North Korea invaded South Korea.  The Chinese invaded Tibet. We helped overthrow the government of Iran, installing the Shah. Big mistake, we learn later, but paying for it still.  Rosa Parks refused to give up her seat in the front of the bus.  Dwight Eisenhower set up the U.S. Interstate highway system. The first successful kidney transplant was performed. The first Xerox machine was produced.  Senator Joseph McCarthy began his red-baiting purge. Top songs were “Rudolph, The Red Nosed Reindeer” by Gene Autry and “I Can Dream Can’t I,” by the Andrew Sisters. Some classic films were released that year: Cinderella, Sunset Boulevard, All About Eve, Rashomon, and Harvey. Ernest Hemingway’s Across The River And Into The Trees came in third in books, after The Cardinal by Henry Morton Robinson and Joy Street by Frances Parkinson Keys. Ray Bradbury’s The Martian Chronicles and Paul BowlesDelicate Prey were also published in 1950. Guys and Dolls debuted.

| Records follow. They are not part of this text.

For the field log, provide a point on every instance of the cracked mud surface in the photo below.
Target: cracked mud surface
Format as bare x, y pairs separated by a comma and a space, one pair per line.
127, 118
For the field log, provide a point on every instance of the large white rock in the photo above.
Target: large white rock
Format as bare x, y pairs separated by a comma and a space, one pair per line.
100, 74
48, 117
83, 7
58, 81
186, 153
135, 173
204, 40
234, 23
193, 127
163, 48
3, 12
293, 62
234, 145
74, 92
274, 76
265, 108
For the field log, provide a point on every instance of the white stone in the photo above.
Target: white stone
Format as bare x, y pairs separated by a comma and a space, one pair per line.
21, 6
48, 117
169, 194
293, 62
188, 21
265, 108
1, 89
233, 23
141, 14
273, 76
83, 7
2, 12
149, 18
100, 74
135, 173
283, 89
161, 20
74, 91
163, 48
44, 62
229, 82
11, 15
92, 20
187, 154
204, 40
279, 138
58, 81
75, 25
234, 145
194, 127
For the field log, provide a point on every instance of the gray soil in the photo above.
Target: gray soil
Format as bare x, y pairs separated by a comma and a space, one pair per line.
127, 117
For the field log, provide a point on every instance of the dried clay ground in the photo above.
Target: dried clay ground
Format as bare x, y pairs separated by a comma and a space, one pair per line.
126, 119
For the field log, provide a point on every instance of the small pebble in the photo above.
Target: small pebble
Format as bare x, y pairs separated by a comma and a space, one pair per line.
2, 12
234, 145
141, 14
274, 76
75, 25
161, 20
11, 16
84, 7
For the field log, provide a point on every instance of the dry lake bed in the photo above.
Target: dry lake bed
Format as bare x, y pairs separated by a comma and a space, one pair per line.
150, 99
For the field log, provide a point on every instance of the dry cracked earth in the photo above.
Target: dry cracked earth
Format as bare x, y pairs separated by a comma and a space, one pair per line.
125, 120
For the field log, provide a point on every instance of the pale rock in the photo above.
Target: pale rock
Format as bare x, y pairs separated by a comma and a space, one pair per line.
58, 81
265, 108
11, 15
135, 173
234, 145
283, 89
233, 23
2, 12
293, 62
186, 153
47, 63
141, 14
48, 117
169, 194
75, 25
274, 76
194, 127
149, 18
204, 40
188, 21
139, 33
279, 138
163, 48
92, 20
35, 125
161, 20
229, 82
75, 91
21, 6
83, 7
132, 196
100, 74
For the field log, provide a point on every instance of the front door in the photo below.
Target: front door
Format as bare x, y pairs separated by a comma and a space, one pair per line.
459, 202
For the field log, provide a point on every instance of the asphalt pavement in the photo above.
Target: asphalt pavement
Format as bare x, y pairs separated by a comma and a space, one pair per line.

This wasn’t a bountiful year for those who would be famous.  Jay Leno and Karl Rove were born in 1950. It was however, a year of loss for literature.  Edgar Rice Burroughs, George Orwell and George Bernard Shaw left the planet.  If you were around, what were you doing during the year of the metal Tiger?


2 comments:

BabyDave said...

Wait a minute. Hold the phone. You forget. I was born in 1950!

Ronald Tierney said...

I must have forgotten. Dr. Phil called and was upset that I left him out as well. Actually, from the Chinese astrological calendar, you were born in late 1949. Maybe that's it.